Animals From Whales to Wallabies Share Culture Like Humans
Scientists now have overwhelming evidence that animals across the kingdom learn from each other and pass down cultural behaviors, just like people do. This discovery is changing how we understand nature and our place in it.
When Jane Goodall watched chimpanzees use twigs to fish termites from mounds in Tanzania over 50 years ago, she shattered everything scientists thought they knew about being human. Tool-making was supposed to be our special trait, the thing that made us different from every other creature on Earth.

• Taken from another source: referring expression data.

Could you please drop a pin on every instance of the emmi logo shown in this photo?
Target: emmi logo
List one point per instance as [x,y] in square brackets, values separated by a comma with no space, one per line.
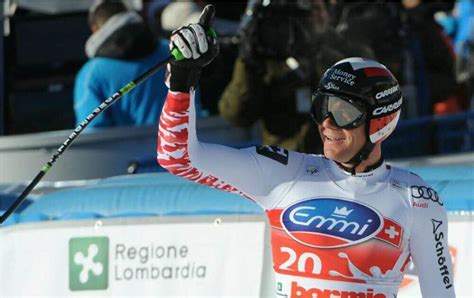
[329,222]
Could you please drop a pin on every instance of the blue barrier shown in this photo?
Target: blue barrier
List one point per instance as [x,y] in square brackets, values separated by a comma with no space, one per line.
[161,194]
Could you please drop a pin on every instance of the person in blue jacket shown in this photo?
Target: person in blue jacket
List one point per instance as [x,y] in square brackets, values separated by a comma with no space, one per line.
[120,49]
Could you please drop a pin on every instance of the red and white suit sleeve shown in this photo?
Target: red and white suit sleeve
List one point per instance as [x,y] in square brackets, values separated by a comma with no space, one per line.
[429,243]
[218,166]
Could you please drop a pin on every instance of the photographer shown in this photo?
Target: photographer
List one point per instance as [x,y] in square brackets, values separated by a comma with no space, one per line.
[284,47]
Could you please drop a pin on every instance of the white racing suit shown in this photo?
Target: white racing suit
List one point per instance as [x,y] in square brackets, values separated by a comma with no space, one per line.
[332,234]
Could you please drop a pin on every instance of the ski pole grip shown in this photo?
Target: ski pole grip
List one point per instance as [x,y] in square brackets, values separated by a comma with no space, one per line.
[205,20]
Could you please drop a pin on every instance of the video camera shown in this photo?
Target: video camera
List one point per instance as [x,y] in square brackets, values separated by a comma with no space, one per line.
[274,28]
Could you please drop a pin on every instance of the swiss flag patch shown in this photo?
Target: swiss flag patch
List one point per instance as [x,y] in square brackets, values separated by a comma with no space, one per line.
[391,232]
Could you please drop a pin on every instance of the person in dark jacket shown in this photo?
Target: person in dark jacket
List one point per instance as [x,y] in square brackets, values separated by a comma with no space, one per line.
[120,49]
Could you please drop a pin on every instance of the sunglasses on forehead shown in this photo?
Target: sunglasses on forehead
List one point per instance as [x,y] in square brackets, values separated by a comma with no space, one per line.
[344,113]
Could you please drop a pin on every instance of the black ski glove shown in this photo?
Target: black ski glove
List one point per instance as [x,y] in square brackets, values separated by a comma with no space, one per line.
[194,46]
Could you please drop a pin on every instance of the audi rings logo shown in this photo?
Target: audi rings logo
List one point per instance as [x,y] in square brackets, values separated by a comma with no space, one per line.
[427,193]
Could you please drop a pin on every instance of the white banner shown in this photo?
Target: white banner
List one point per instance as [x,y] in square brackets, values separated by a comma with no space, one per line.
[173,257]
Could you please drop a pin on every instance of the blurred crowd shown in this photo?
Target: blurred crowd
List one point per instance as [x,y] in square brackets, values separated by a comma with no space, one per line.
[273,52]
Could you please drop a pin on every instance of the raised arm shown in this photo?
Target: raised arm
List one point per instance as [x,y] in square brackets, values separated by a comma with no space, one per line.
[180,152]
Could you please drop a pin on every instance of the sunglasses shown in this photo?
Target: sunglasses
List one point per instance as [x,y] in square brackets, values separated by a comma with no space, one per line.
[344,113]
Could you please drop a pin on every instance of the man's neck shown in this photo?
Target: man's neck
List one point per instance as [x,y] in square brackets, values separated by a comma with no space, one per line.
[374,160]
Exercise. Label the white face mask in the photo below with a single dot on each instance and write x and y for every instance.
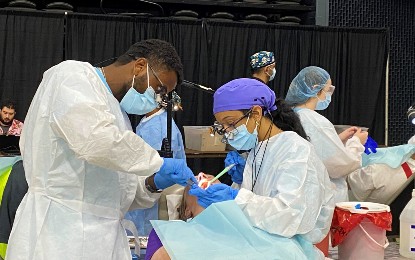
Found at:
(139, 104)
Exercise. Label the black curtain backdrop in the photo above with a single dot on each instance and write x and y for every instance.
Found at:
(30, 43)
(212, 53)
(355, 58)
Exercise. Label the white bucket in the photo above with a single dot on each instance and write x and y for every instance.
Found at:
(366, 241)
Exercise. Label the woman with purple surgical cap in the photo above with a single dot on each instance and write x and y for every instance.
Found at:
(311, 90)
(285, 189)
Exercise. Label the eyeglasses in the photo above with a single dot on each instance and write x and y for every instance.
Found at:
(329, 89)
(228, 132)
(162, 89)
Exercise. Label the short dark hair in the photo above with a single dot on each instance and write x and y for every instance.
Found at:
(159, 53)
(9, 104)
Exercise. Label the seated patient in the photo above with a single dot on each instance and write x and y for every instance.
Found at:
(381, 182)
(222, 231)
(188, 208)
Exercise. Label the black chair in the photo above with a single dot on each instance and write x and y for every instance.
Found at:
(255, 18)
(59, 7)
(185, 15)
(222, 16)
(21, 5)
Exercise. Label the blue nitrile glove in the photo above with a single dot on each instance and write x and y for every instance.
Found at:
(370, 145)
(173, 171)
(214, 193)
(237, 171)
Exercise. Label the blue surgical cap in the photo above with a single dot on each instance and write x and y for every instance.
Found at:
(308, 82)
(261, 59)
(243, 93)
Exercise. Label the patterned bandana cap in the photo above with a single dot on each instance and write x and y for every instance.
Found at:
(262, 59)
(243, 93)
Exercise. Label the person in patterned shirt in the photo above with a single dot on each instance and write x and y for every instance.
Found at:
(9, 125)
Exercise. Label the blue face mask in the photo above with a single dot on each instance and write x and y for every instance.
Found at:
(321, 105)
(243, 140)
(139, 104)
(274, 71)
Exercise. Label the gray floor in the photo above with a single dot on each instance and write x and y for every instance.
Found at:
(391, 252)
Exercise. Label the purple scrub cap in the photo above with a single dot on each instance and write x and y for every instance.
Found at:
(243, 93)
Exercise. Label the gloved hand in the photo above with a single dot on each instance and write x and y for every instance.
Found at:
(370, 145)
(214, 193)
(237, 171)
(173, 171)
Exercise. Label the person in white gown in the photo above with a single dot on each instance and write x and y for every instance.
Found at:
(84, 165)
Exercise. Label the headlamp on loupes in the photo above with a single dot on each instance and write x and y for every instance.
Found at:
(162, 99)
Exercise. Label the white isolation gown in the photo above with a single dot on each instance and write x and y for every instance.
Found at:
(84, 167)
(339, 159)
(293, 194)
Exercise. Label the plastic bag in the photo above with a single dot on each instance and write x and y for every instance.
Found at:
(344, 221)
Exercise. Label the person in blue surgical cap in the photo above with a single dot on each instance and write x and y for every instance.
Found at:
(153, 129)
(262, 66)
(285, 188)
(341, 153)
(84, 165)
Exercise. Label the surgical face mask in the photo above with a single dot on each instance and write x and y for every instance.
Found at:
(139, 104)
(323, 104)
(271, 77)
(242, 138)
(273, 74)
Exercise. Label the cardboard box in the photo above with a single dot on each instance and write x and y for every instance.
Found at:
(200, 138)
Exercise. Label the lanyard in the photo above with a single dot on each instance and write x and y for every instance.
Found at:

Her mentor Louis Leakey saw the problem immediately. "Now we must redefine 'tool', redefine 'man', or accept chimpanzees as humans," he said.
Today, that single observation has blossomed into something far bigger. A groundbreaking review published in Philosophical Transactions of the Royal Society B reveals that cultural learning exists across the entire animal kingdom.
Co-led by researcher Philippa Brakes, the special journal issue documents animals from whales to wallabies teaching each other skills, passing down knowledge, and creating their own traditions. These aren't just instincts programmed into DNA but actual learned behaviors that animals share with their communities.

Whales teach their calves specific hunting techniques unique to their pod. Birds in different regions sing distinct dialects of the same song. Even creatures we rarely think of as social have been observed learning from their neighbors.
Why This Inspires
This research does more than expand our scientific knowledge. It fundamentally reshapes how we see our relationship with the natural world.
For decades, humans placed themselves on a pedestal, convinced our ability to learn and share knowledge made us superior. This discovery humbles us in the best way, revealing that we're part of a much larger community of thinking, learning, teaching beings.
Understanding that animals have culture also deepens our responsibility to protect them. When a species goes extinct, we don't just lose individual creatures but entire traditions, knowledge systems, and ways of life that took generations to develop.
The more we learn about animal culture, the harder it becomes to draw bright lines between "us" and "them." We're discovering that the qualities we thought made us special actually connect us to the rest of life on Earth in beautiful and unexpected ways.